Der Technikbote

Loveparade-Massenpanik: Hätte Computersimulation geholfen?

by Gaby Schulemann-Maier - Jul 28 2010, 17:45

Zur Vermeidung von Massenpaniken setzen Wissenschaftler unter anderem auf Computersimulationen. Mit Rechnerhilfe sollen potenzielle Risikobereiche ermittelt werden. Hätten solche Planspiele die Loveparade-Massenpanik verhindern können? Nicht unbedingt, denn um eine der Realität möglichst nahe kommende Situation am Rechner zu erzeugen, müssen verlässliche Ausgangsdaten für die Berechnung zur Verfügung stehen. Ist dies nicht der Fall, müsste von geschätzten Eckdaten ausgegangen werden - das Resultat wäre nicht besonders verlässlich. Zudem sind die Berechnungen für Veranstaltungen in der Größenordnung der Loveparade derart komplex, dass leistungsstarke Parallelrechner vonnöten sind. Allerdings stehen heute grundsätzlich Informations- und Kommunikationstechnologien bereit, die besser genutzt werden könnten, um solche Tragödien zu verhindern.

Wissenschaftler können durch verschiedene Analysemethoden vor Massenveranstaltungen unter anderem bessere Wege für die Besucherströme ermitteln. So können beispielsweise 'Einbahnstraßen' genutzt werden, damit sich die in entgegengesetzte Richtungen bewegenden Menschenmassen nicht gegenseitig den Weg versperren. Denn treffen zu viele Menschen auf engem Raum aufeinander und versuchen sie gar, sich in entgegengesetzte Richtungen zu bewegen, werden Personen eingeklemmt. Eine sogenannte Massenturbulenz ist die Folge. Innerhalb der Menschenmasse pflanzen sich dann 'Schockwellen' fort wie bei einem Erdbeben. In dieser Situation ist es schwierig, sich auf den Beinen zu halten.

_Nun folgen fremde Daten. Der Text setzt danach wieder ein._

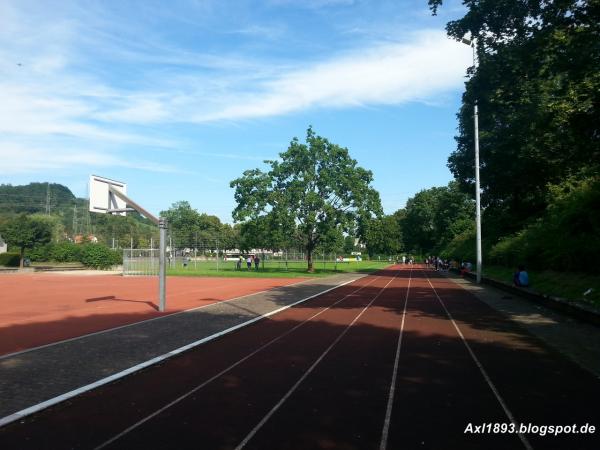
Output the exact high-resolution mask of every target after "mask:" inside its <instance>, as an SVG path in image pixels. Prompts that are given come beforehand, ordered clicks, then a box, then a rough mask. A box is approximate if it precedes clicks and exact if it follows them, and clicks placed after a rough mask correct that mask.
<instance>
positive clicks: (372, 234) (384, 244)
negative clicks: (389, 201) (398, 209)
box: [365, 211, 404, 256]
mask: <svg viewBox="0 0 600 450" xmlns="http://www.w3.org/2000/svg"><path fill="white" fill-rule="evenodd" d="M400 214H401V212H399V211H397V212H396V213H394V214H392V215H389V216H384V217H380V218H376V219H373V220H371V221H369V223H368V226H367V230H366V239H365V243H366V245H367V252H368V253H369V256H373V255H375V254H380V255H388V256H390V255H392V256H395V255H397V254H398V253H400V252H401V251H402V250H403V248H404V245H403V239H402V228H401V226H400V220H399V219H398V217H399V215H400Z"/></svg>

Professor Dirk Helbing von der ETH Zürich erläutert: 'Menschen stürzen und es ist zu diesem Zeitpunkt so gut wie unvermeidbar, dass sich die Menge über sie wälzt, da niemand mehr die Kontrolle über seine Bewegung hat. Jeder wird von der Menge geschoben und hin- und hergeworfen.' Der Forscher hat Videoaufnahmen von einer für mehr als 300 Menschen tödlichen Massenpanik auf der Pilgerfahrt nach Mekka im Jahr 2006 untersucht. Schon im Folgejahr sind seine Erkenntnisse über potenziell gefährliche Bereiche in die Organisation der Pilgerfahrt eingeflossen.